The Whelen All-American Series national championship was settled a little differently this season. Phillip Morris came into the last race with a comfortable lead this year, and a second-place finish was enough to wrap up the title for him. Last year, and in 2006, when Morris won his two previous titles, he had to win the last race of the season to take the title. this year, a second-place finish was enough for him to be crowned National Champion and the champion of his home track, Motor Mile Speedway.
Morris’s title at Motor Mile was his fifth straight and the seventh of his career. That accomplishment may be even more impressive than his third national title in four years. Motor Mile is considered by many to be the most competitive local track in the country with 25-plus car fields made up of track champions from all over the southeastern United States.
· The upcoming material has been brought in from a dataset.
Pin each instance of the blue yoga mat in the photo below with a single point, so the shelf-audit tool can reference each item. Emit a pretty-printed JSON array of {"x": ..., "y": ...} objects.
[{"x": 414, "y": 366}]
Winning one track championship at Motor Mile can be a career maker for a driver, but doing it seven times is unparalleled.
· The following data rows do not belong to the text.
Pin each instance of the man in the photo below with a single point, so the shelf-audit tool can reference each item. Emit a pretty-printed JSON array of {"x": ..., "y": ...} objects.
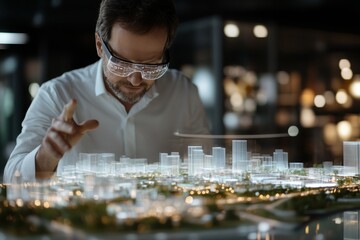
[{"x": 128, "y": 103}]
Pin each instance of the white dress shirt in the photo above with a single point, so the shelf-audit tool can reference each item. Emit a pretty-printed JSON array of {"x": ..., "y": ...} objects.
[{"x": 171, "y": 105}]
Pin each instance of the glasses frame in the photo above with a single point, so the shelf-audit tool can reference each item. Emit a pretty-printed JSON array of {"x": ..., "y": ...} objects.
[{"x": 136, "y": 67}]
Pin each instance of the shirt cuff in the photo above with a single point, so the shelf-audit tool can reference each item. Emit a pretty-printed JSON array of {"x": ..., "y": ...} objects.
[{"x": 28, "y": 166}]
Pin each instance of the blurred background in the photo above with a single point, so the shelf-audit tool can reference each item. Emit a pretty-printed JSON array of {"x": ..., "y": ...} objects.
[{"x": 262, "y": 66}]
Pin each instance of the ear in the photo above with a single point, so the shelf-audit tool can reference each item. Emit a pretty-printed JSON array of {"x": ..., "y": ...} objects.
[{"x": 98, "y": 45}]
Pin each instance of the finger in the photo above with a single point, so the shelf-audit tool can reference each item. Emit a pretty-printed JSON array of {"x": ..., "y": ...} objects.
[
  {"x": 68, "y": 110},
  {"x": 88, "y": 126},
  {"x": 56, "y": 144},
  {"x": 62, "y": 126}
]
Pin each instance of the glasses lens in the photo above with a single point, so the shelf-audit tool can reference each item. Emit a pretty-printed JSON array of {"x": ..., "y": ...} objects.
[
  {"x": 154, "y": 73},
  {"x": 124, "y": 69}
]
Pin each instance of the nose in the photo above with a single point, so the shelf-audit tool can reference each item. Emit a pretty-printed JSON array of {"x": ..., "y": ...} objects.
[{"x": 135, "y": 79}]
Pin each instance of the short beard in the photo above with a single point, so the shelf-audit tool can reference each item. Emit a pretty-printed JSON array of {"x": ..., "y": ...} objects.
[{"x": 128, "y": 98}]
It wasn’t an easy proposition for Morris this season. From June 6th through August 1st, Morris was winless. His team didn’t give up and put him back in the winner’s circle the next two races. that brought his season total for wins to nine. He notched a total of 20 top fives and 23 top 10s in 28 races this season. Morris won three races at legendary South Boson Speedway and six at Motor Mile. His final season points total was 841 points which outdistanced Keith Rocco of Wallingford, Conn. (816) and Nick Joanides of Woodland Hills, Calif. (813).
The points system for the national championship is based on a driver’s best 18 finishes during the year. Race winners receive two points for every car in a race up to 23 cars. He also receives five bonus points so the maximum number of points that can be scored in a given race is 51. Subsequent drivers receive two less points for each position. So a second-place driver receives 44, third-place 42 and so on. With fewer than 23 cars, it is just two points for each car in the race. With 15 cars in a race, the winner receives 35 points, second receives 28, third 26 and so on.
Morris started the season with six wins, two seconds and a third in his first nine races, but then went on the slide that saw him not win a race in the next 11 races. He only had two seconds and two thirds in that 11-race span. However, once he got back in the groove, he secured two more wins, two seconds and a third in the last six races. It took a total team effort to overcome the slump in the middle of the season, and that made the championship even sweeter.
“We stepped up our energy level,” Morris said. “We just poured ourselves into getting back. The more we failed to get to victory lane, the more we tried. When it came back at the end of the season, the victories were so much sweeter and it was so much more appreciated.
“That extra effort, that extra sacrifice, made it mean so much more when we finally won the championship again.”
Morris is only the second driver in the 28-year history of the national championship to win the title more than once. Larry Phillips won five titles between 1989 and 1996. Morris is also the Virginia state champion for the third straight year.
Next up for Morris is the Bailey’s 300 at Martinsville Speedway October 4th. the biggest late model race east of the Mississippi will see in the neighborhood of 120 racecars try and make the race which pays $10,000 to win and awards a grandfather clock to the winner just like the Cup Series does for their races. If you are in the area, come out and see the future stars of NASCAR and also the three-time national champion.